What Does Ethical Fashion Look Like In A Post COVID-19 World?

by: Rosie Dalton | 2 months ago | Features

Image: Amber Valletta in Stella McCartney’s Mother Earth themed summer 2020 campaign. Image source.


Ethical fashion has been gaining momentum over recent years, but as the current healthcare crisis forces us to rethink our purchasing habits, the question becomes: what will ethical fashion look like in a post COVID-19 world?

Some experts believe that pressure on the bottom line will cause sustainability to slide down the priority list. While others argue that this moment of transition in the industry could spell positive opportunity.

“The current situation provides an opportunity to re-evaluate practices and may accelerate positive changes that have already been in motion,” says Katrin Ley, managing director of the sustainability accelerator Fashion for Good. 

Meanwhile, Lewis Perkins, president of the Apparel Impact Institute, argues that “if [a brand’s] sustainability programmes are deeply entrenched into [the] core business, it’s less likely to go.” Which suggests we might finally see less greenwashing, as fast fashion brands buckle down on the bottom line.

If Business of Fashion’s State of Fashion Coronavirus Update is anything to go by, though, brands will have to slow down in order to survive. “It’s time to rewire the fashion system,” BoF writes. And Dutch trend forecaster Li Edelkoort agrees. In fact, she views COVID-19 as a representation of our collective conscience. “It teaches us to slow down and to change our ways. 

When this is all over, Edelkoort is optimistic that we will be able to “completely reset society and make a new world… [to focus on] what is essential, what is not and how [we can] create new systems which will be much less polluting.”
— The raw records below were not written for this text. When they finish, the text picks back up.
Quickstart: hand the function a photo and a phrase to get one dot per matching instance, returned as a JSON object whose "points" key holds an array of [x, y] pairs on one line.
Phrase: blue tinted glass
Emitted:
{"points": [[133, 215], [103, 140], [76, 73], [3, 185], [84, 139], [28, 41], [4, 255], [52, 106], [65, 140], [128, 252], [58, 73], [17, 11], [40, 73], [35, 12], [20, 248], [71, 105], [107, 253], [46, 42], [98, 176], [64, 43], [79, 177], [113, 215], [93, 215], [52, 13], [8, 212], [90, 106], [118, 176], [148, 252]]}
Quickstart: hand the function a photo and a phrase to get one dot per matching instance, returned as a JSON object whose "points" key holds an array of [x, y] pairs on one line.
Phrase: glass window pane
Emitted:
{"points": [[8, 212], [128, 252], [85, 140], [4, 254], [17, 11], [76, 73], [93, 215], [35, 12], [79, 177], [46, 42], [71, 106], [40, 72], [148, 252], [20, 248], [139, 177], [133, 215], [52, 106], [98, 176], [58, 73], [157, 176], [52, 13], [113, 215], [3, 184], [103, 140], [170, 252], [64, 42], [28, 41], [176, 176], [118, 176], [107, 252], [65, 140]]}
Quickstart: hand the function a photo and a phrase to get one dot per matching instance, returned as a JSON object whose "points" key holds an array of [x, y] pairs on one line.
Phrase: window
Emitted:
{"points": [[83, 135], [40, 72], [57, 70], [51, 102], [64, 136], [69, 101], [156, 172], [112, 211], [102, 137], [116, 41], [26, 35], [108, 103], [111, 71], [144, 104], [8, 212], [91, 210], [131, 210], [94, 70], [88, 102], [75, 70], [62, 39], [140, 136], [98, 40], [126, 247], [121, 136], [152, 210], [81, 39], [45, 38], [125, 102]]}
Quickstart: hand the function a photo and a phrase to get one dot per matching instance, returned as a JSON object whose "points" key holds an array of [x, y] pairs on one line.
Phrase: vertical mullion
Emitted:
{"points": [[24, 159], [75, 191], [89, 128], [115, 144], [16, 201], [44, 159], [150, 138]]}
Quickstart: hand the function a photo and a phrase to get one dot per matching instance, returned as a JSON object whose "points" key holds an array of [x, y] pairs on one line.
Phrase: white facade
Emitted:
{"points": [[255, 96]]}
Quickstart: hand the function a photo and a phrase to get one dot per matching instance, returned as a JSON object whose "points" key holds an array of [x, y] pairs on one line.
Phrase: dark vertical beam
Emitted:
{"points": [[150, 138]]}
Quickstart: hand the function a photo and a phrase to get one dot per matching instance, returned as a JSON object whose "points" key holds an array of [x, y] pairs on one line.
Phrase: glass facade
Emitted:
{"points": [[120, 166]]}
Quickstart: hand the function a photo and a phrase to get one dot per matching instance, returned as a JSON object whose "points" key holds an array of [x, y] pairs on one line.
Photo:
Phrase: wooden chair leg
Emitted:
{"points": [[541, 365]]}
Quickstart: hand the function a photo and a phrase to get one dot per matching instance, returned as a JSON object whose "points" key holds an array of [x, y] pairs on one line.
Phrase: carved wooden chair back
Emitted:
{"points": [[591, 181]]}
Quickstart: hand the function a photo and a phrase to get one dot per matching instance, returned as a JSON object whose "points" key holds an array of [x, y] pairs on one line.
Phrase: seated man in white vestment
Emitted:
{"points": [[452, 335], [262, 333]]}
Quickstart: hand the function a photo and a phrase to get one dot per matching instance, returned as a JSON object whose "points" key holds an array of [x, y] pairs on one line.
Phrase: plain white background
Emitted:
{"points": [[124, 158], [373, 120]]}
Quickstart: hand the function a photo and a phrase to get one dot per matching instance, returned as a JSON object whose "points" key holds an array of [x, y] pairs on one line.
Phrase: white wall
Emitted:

Taking all viewpoints into consideration, it is likely the conservative experts are correct in saying that big brands focussed on commerce-first may abandon their so-called sustainability efforts, in favour of cutting costs. But I believe they will do so at their own risk, as consumers move away from trend-driven dressing and become more conscious about how they are spending in a post COVID-19 world. 

If the shift in consumer purchasing patterns is any indication, then the future of ethical fashion looks bright. In fact, it looks like the new normal.